Central to that is conducting classes in-person and on campus for the spring semester. Building on lessons learned in the fall, the College has established robust policies and protocols to keep its 2,300 students safe and healthy and looks forward to keeping the community strong and intact throughout the spring.
In the year ahead, Grove City College is looking forward to a major renovation of Henry Buhl Library. Construction is set to begin in May on the job, which will transform the nearly 70-year-old library into a modern hub for study, research and collaboration. Also ahead, new majors in the liberal arts and STEM disciplines and a comprehensive strategic plan to craft a new vision for the future of the College.
Despite the pandemic challenges, Grove City College accomplished much in 2020, including: the launch of new academic programs and expanded online course options; an increase in financial aid awards; significant and noteworthy scholarship and research in the humanities and sciences; and increasing giving to offset unexpected expenses and fund future projects.
Long known as one of the nation’s nationally ranked undergraduate schools, Grove City College announced plans to launch graduate master’s degree programs in Systems Engineering & Technology Management and Business Analytics – 100 percent online – in fall 2021. Both programs can be completed in as little as a year at tuition rates far less than state and national averages for similar degrees.
The first class of students in the College’s Johnson School of Nursing began their studies in the fall of 2020. The Bachelor of Science in Nursing program is offered in partnership with Butler County Community College. Students study liberal arts and sciences on campus and get their clinical training at BC3, which is one of the region’s premiere training centers for healthcare workers.
Before the pandemic made online education essential, Grove City College in 2019 made a major investment in expanding its online course offerings and making classes available to dual enrolled high schools students, adult learners and students from other colleges and universities. That investment paid off in the past year when it was necessary to switch 800 in-person classes to remote instruction in the spring and helped fuel a spike in online enrollment in the summer and fall.
The College’s alumni and friends stepped up in 2020 to contribute to a record fundraising year, which made it possible to survive a roughly $3 million budget hit caused by the pandemic. Room and board refunds, increased cleaning and dozens of other expenses to maintain health and safety on campus were offset by generous donations, including a $4 million gift from an alumnus and a record-breaking Wolverine Challenge fall fundraiser, allowed the College to weather the story and increase financial aid awards across the board in the fall.

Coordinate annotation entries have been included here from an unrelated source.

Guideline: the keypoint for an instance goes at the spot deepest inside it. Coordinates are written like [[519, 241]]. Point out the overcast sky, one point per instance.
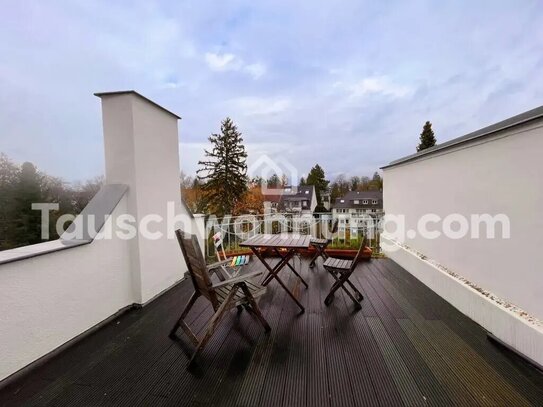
[[346, 84]]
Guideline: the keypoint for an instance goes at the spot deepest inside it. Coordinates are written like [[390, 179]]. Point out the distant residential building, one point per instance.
[[353, 209], [325, 196], [271, 200], [302, 199]]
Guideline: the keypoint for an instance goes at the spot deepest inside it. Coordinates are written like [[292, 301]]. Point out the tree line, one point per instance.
[[222, 185], [23, 185]]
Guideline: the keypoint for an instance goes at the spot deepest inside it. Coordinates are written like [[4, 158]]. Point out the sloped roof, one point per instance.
[[487, 131]]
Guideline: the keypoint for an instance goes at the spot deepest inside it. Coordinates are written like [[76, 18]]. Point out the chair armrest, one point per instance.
[[238, 279], [217, 264]]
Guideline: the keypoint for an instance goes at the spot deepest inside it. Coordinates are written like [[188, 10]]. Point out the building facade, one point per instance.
[[356, 208]]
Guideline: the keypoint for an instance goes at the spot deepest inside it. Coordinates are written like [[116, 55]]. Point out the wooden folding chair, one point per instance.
[[341, 270], [225, 295], [228, 266], [320, 246]]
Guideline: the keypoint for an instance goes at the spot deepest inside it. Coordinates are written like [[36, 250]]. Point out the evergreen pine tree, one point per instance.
[[225, 169], [427, 138], [28, 191], [316, 178]]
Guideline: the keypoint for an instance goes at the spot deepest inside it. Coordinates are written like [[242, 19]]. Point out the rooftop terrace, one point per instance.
[[406, 346]]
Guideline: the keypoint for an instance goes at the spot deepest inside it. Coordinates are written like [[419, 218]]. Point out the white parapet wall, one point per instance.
[[53, 292], [48, 299], [496, 171]]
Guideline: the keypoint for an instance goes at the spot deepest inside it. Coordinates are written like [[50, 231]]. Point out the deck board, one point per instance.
[[406, 346]]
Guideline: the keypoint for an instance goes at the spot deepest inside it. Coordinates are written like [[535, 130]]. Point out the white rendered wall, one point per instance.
[[49, 299], [500, 175], [141, 145]]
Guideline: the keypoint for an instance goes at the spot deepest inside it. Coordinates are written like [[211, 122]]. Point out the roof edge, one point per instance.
[[126, 92], [482, 133]]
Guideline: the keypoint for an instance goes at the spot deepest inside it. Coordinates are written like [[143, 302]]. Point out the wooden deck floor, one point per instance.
[[405, 347]]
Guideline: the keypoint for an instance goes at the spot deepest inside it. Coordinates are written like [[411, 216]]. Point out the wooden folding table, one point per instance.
[[285, 245]]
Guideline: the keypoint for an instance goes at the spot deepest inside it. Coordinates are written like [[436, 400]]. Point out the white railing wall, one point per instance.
[[500, 173]]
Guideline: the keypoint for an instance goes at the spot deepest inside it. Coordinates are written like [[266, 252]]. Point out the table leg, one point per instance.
[[290, 254], [273, 274]]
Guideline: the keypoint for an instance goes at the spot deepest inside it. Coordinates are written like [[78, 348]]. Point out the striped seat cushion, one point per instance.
[[338, 263], [319, 241]]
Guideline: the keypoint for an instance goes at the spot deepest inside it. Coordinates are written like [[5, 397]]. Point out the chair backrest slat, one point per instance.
[[335, 226], [357, 258], [196, 264]]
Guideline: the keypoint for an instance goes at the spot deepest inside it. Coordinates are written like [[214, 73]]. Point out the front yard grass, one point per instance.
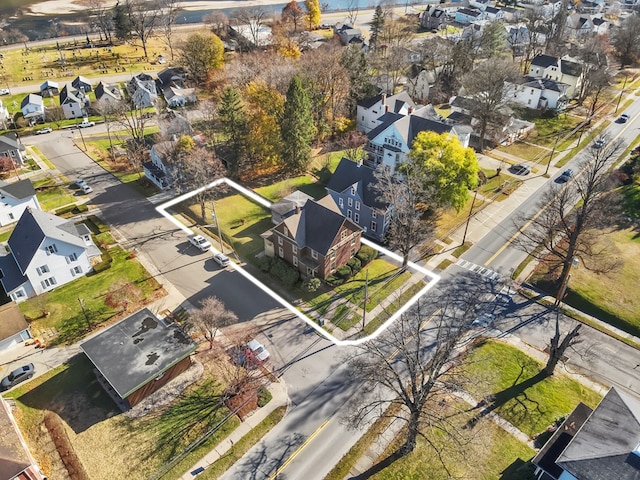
[[491, 452], [65, 315], [107, 443], [526, 151], [530, 406]]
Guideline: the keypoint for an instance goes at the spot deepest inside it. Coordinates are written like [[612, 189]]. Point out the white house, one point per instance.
[[540, 93], [142, 90], [14, 199], [156, 169], [179, 97], [32, 108], [564, 70], [45, 251], [390, 142], [371, 109], [11, 147], [75, 103]]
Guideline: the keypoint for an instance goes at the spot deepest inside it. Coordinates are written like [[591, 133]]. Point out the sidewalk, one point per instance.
[[279, 398]]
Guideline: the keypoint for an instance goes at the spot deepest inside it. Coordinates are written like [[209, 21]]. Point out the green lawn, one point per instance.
[[524, 151], [108, 443], [63, 303], [612, 297], [490, 453], [530, 407]]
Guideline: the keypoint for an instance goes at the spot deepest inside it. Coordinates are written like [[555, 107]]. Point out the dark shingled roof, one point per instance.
[[571, 68], [316, 226], [33, 227], [349, 173], [136, 350], [19, 190], [603, 449], [544, 61], [548, 454]]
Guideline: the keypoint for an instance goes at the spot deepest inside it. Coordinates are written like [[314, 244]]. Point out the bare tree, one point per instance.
[[253, 19], [412, 219], [103, 17], [211, 317], [413, 367], [170, 11], [572, 218], [490, 86], [144, 17]]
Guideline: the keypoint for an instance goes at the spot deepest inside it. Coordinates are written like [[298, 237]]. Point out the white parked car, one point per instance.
[[221, 259], [199, 242], [257, 351]]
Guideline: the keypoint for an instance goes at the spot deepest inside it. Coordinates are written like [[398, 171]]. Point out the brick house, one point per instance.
[[316, 240]]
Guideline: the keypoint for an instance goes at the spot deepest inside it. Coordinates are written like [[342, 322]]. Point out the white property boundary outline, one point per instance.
[[162, 209]]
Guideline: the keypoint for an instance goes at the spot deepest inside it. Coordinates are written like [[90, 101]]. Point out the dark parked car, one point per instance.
[[565, 176], [17, 376], [520, 169]]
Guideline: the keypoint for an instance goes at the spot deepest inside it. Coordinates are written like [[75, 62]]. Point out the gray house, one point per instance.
[[352, 188], [603, 444]]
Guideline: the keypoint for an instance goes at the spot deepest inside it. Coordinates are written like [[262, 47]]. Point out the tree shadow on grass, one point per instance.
[[516, 392]]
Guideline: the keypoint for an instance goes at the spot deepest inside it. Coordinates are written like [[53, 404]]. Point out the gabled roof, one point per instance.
[[11, 322], [32, 229], [349, 173], [544, 84], [569, 67], [18, 190], [544, 61], [136, 350], [603, 449], [9, 141], [316, 226], [32, 98], [469, 12], [49, 84]]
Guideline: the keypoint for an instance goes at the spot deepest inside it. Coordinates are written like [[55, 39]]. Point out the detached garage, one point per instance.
[[138, 355], [14, 329]]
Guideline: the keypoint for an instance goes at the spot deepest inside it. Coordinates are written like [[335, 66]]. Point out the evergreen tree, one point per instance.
[[233, 117], [297, 127], [313, 13], [121, 22], [377, 24]]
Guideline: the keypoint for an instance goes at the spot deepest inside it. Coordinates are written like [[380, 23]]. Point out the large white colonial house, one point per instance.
[[45, 251]]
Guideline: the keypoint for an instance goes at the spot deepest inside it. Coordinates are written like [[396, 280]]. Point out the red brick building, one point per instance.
[[316, 240]]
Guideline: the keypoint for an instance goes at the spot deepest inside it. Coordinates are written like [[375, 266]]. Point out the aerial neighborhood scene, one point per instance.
[[308, 241]]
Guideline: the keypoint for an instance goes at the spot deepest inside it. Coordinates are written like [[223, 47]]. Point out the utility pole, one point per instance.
[[621, 92], [86, 317], [366, 291]]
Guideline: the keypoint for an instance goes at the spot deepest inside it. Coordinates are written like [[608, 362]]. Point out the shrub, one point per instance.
[[264, 397], [283, 272], [311, 284], [264, 263], [344, 272], [366, 254], [355, 265]]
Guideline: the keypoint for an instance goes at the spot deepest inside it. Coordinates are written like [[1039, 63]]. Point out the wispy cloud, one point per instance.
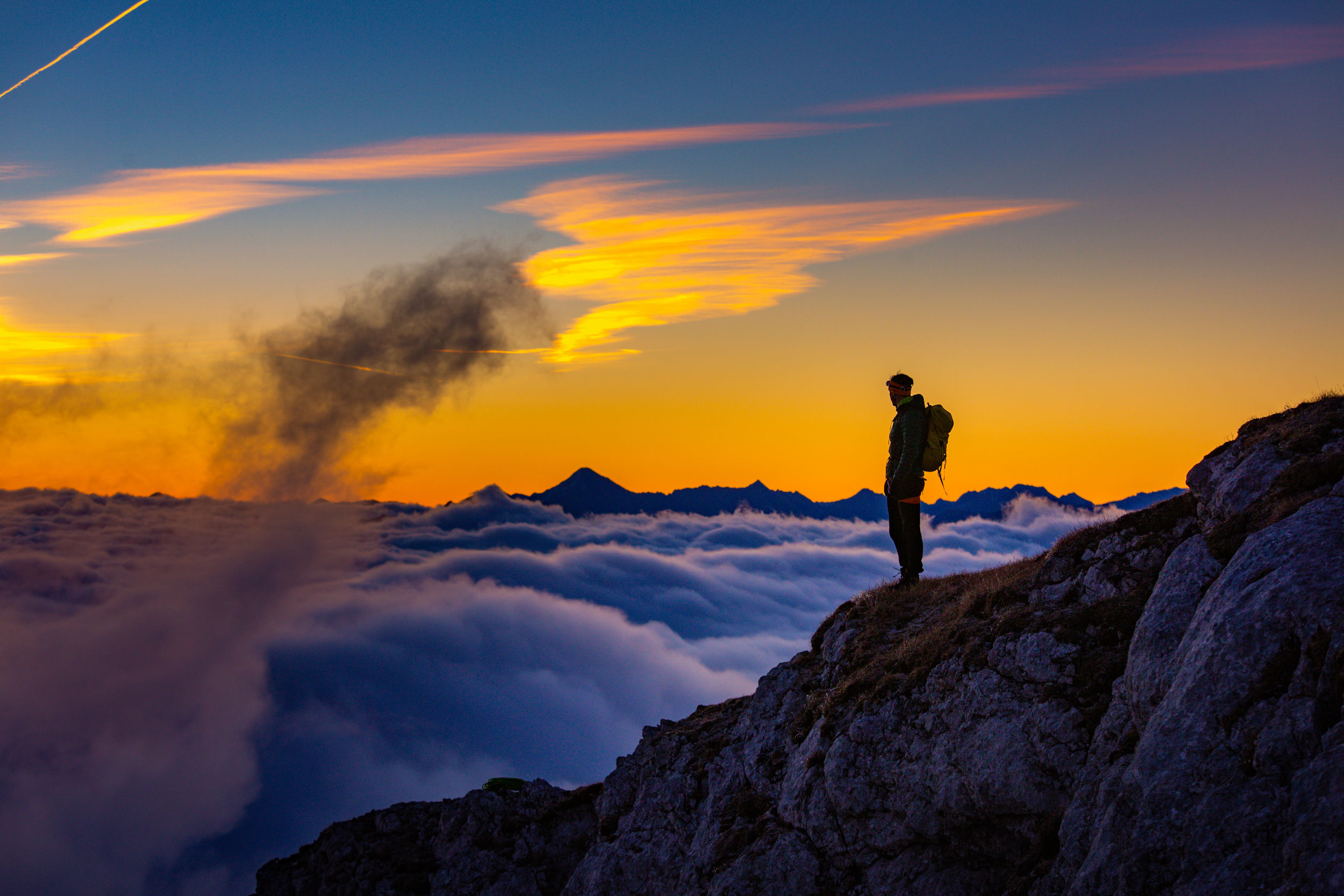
[[20, 347], [14, 261], [76, 47], [657, 257], [147, 199], [1226, 52]]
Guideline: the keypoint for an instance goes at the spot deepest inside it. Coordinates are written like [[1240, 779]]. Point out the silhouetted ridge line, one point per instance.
[[588, 493]]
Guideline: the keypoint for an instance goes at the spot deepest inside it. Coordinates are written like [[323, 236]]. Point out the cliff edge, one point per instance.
[[1151, 707]]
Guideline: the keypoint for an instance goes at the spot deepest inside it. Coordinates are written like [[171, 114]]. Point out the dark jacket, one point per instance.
[[906, 441]]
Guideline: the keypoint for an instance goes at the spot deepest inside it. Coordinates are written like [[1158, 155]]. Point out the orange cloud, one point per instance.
[[19, 350], [656, 257], [10, 261], [148, 199], [1226, 52]]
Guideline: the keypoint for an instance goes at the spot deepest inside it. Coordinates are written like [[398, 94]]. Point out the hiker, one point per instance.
[[905, 476]]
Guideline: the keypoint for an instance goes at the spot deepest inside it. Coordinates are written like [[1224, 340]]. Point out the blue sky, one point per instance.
[[1184, 159]]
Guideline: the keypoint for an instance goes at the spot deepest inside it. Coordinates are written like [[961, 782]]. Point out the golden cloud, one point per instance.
[[149, 199], [656, 257], [19, 348], [1227, 52], [11, 261]]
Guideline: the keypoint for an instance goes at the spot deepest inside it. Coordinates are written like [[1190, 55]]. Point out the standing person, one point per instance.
[[905, 476]]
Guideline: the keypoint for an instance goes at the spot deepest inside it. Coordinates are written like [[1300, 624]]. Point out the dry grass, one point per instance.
[[904, 633]]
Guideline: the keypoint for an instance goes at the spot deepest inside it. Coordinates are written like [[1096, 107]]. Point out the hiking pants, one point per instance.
[[904, 523]]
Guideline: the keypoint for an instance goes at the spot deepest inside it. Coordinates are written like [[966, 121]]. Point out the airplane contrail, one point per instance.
[[76, 47], [354, 367]]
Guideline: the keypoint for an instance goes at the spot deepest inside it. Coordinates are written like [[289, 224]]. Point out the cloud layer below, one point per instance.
[[192, 687], [147, 199]]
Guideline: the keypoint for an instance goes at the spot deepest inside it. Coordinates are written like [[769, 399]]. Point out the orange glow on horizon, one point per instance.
[[656, 259], [1229, 52], [148, 199]]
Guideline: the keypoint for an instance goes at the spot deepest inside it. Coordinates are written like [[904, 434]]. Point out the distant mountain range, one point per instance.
[[588, 492]]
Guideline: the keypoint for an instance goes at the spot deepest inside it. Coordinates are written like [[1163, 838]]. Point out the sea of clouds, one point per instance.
[[192, 687]]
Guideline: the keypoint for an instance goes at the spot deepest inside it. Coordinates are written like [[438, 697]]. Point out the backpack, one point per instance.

Private support is essential to the College because it doesn’t accept any federal funding, including student loans and grants, and was ineligible for any of the billions in government dollars earmarked for higher education in coronavirus relief legislation.
Research and scholarship by Grove City College faculty garnered widespread attention as well in 2020. The New York Times and leading scientific publications featured Mechanical Engineer Professor Erik Anderson’s work on a blue whale study and Dr. Carl Trueman, professor of Biblical and Religious Studies, saw his book “Rise and Triumph of the Modern Self“ land on a number of best-of lists and be hailed a seminal analysis of western culture.